The setup code embeds a short-lived bootstrap credential. Clients must not
log or persist it beyond the pairing flow.

- `node.pair.request`, `node.pair.list`, `node.pair.approve`, `node.pair.reject`, `node.pair.remove`, and `node.pair.verify` cover node pairing and bootstrap verification. - `node.list` and `node.describe` return known/connected node state. - `node.rename` updates a paired node label. - `node.invoke` forwards a command to a connected node. - `node.invoke.result` returns the result for an invoke request. - `node.event` carries node-originated events back into the gateway. - `node.pending.pull` and `node.pending.ack` are the connected-node queue APIs. - `node.pending.enqueue` and `node.pending.drain` manage durable pending work for offline/disconnected nodes. - `exec.approval.request`, `exec.approval.get`, `exec.approval.list`, and `exec.approval.resolve` cover one-shot exec approval requests plus pending approval lookup/replay. - `exec.approval.waitDecision` waits on one pending exec approval and returns the final decision (or `null` on timeout). - `exec.approvals.get` and `exec.approvals.set` manage gateway exec approval policy snapshots. - `exec.approvals.node.get` and `exec.approvals.node.set` manage node-local exec approval policy via node relay commands. - `plugin.approval.request`, `plugin.approval.list`, `plugin.approval.waitDecision`, and `plugin.approval.resolve` cover plugin-defined approval flows. - Automation: `wake` schedules an immediate or next-heartbeat wake text injection; `cron.get`, `cron.list`, `cron.status`, `cron.add`, `cron.update`, `cron.remove`, `cron.run`, `cron.runs` manage scheduled work. - `cron.run` remains an enqueue-style RPC for manual runs.

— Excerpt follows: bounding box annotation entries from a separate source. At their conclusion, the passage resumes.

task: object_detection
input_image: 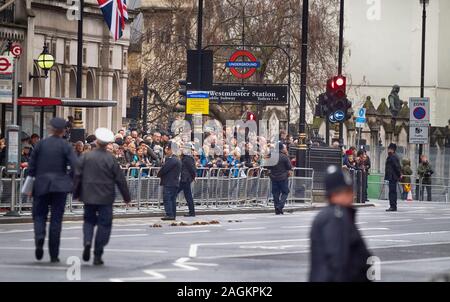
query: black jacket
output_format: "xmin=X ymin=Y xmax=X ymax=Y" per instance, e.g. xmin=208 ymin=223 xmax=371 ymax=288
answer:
xmin=267 ymin=152 xmax=292 ymax=181
xmin=309 ymin=205 xmax=371 ymax=282
xmin=384 ymin=153 xmax=402 ymax=181
xmin=28 ymin=136 xmax=77 ymax=196
xmin=158 ymin=155 xmax=181 ymax=187
xmin=181 ymin=155 xmax=197 ymax=183
xmin=74 ymin=148 xmax=131 ymax=205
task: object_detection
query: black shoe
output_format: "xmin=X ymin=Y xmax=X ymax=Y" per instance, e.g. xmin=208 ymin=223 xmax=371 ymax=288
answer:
xmin=94 ymin=256 xmax=105 ymax=265
xmin=83 ymin=244 xmax=91 ymax=262
xmin=161 ymin=216 xmax=175 ymax=221
xmin=34 ymin=239 xmax=44 ymax=260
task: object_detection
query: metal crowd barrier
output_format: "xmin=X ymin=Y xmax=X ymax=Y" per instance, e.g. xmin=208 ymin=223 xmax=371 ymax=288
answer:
xmin=0 ymin=167 xmax=314 ymax=213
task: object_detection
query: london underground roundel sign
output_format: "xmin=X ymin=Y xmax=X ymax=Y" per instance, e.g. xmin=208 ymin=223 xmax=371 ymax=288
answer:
xmin=226 ymin=50 xmax=261 ymax=79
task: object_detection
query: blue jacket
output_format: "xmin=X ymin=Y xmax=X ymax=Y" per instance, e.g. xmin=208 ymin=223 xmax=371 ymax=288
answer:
xmin=158 ymin=156 xmax=181 ymax=187
xmin=28 ymin=136 xmax=77 ymax=196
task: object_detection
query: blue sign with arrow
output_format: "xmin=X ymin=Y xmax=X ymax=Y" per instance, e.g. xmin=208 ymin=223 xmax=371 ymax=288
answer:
xmin=334 ymin=110 xmax=345 ymax=122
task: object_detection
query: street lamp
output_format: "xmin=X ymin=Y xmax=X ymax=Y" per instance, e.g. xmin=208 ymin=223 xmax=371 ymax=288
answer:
xmin=29 ymin=45 xmax=55 ymax=80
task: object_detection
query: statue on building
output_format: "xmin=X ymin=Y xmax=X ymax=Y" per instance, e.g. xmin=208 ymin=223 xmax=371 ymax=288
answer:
xmin=389 ymin=85 xmax=403 ymax=118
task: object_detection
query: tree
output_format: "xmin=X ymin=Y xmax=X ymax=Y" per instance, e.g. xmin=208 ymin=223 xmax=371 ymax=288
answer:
xmin=128 ymin=0 xmax=339 ymax=131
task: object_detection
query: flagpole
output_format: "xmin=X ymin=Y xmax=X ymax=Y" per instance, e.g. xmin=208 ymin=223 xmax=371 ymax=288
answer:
xmin=74 ymin=0 xmax=84 ymax=128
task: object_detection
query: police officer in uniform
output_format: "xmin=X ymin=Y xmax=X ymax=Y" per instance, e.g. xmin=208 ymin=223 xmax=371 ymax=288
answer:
xmin=74 ymin=128 xmax=131 ymax=265
xmin=158 ymin=141 xmax=181 ymax=220
xmin=309 ymin=166 xmax=371 ymax=282
xmin=28 ymin=117 xmax=77 ymax=263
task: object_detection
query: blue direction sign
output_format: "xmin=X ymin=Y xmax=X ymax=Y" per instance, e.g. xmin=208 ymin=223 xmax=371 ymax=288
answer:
xmin=334 ymin=110 xmax=345 ymax=122
xmin=328 ymin=113 xmax=336 ymax=124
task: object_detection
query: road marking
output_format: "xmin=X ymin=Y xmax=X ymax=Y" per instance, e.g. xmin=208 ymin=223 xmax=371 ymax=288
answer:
xmin=20 ymin=237 xmax=80 ymax=242
xmin=163 ymin=230 xmax=211 ymax=235
xmin=380 ymin=219 xmax=412 ymax=223
xmin=381 ymin=257 xmax=450 ymax=265
xmin=359 ymin=228 xmax=389 ymax=231
xmin=109 ymin=257 xmax=218 ymax=282
xmin=424 ymin=217 xmax=450 ymax=221
xmin=227 ymin=227 xmax=266 ymax=231
xmin=189 ymin=238 xmax=309 ymax=258
xmin=111 ymin=234 xmax=148 ymax=238
xmin=0 ymin=246 xmax=168 ymax=254
xmin=0 ymin=264 xmax=69 ymax=271
xmin=281 ymin=225 xmax=311 ymax=229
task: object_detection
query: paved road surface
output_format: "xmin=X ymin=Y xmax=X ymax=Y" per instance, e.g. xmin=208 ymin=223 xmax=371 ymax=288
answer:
xmin=0 ymin=203 xmax=450 ymax=281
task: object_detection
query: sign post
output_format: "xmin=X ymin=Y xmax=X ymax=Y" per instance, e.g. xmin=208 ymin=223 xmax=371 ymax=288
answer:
xmin=409 ymin=98 xmax=430 ymax=145
xmin=0 ymin=45 xmax=22 ymax=216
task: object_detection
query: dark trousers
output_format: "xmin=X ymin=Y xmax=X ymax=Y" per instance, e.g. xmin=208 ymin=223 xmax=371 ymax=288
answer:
xmin=32 ymin=193 xmax=67 ymax=258
xmin=272 ymin=179 xmax=289 ymax=213
xmin=389 ymin=180 xmax=397 ymax=209
xmin=178 ymin=182 xmax=195 ymax=215
xmin=420 ymin=184 xmax=431 ymax=201
xmin=83 ymin=204 xmax=113 ymax=257
xmin=163 ymin=186 xmax=178 ymax=218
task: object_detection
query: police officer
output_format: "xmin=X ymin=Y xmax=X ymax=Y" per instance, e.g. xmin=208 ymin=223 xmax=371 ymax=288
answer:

Clients that need completion semantics should read the returned `runId` and poll `cron.runs`. - `cron.runs` accepts an optional non-empty `runId` filter so clients can follow one queued manual run without racing against other history entries for the same job. - Skills and tools: `commands.list`, `skills.*`, `tools.catalog`, `tools.effective`, `tools.invoke`. See [Operator helper methods](#operator-helper-methods) below.

Common event families

chat: UI chat updates such as chat.inject and other transcript-only chat events. In protocol v4, delta payloads carry deltaText; message remains the cumulative assistant snapshot. Non-prefix replacements set replace=true and use deltaText as the replacement text.
session.message, session.operation, session.tool: transcript, in-flight session operation, and event-stream updates for a subscribed session.
sessions.changed: session index or metadata changed.
presence: system presence snapshot updates.
tick: periodic keepalive/liveness event.
health: gateway health snapshot update.
heartbeat: heartbeat event stream update.
cron: cron run/job change event.
shutdown: gateway shutdown notification.
node.pair.requested / node.pair.resolved: node pairing lifecycle.
node.invoke.request: node invoke request broadcast.
device.pair.requested / device.pair.resolved: paired-device lifecycle.
voicewake.changed: wake-word trigger config changed.
exec.approval.requested / exec.approval.resolved: exec approval lifecycle.
plugin.approval.requested / plugin.approval.resolved: plugin approval lifecycle.

Node helper methods

Nodes may call skills.bins to fetch the current list of skill executables for auto-allow checks.

Task ledger RPCs

Operator clients inspect and cancel gateway background task records through the task ledger RPCs (packages/gateway-protocol/src/schema/tasks.ts). These return sanitized task summaries, not raw runtime state.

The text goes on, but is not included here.